Abstract

This book reconsiders the history and study of women’s documentary filmmaking in the United States from 1920 to 1940, and during the long 1970s--when significant transformations in cinematic technologies coincided with major transformations in sociopolitical discourses surrounding gender and race. Rather than comprehensive, the approach is transhistorical, setting women’s cultural expression during these two periods into conversation, and thereby provoking a reconsideration of a number of key debates about subjectivity, feminism, realism, and documentary that have had lasting epistemological and material consequences for film and feminist studies. The book excavates a lost ethnographic history of women’s documentary production and investigates the political and aesthetic legacy of this early history in later, more deliberately feminist and yet equally misremembered periods, especially the 1970s.
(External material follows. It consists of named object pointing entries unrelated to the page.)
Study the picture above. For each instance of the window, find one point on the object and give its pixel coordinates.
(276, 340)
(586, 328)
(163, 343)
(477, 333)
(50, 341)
In particular, Subject to Reality asks how ethnographic thinking and seeing shaped the historical arc and aesthetic, ethical, and political commitments of women’s realist documentaries throughout the twentieth century. The shared interests of women in anthropology, academic film studies, and political feminism have long shaped the production and reception of documentary in the United States. Subject to Reality explores the consequences of this cross-pollination as it has shaped women’s documentaries, and especially the realist films that have been glossed over as “boring” “organizing tools” or merely “talking head films.”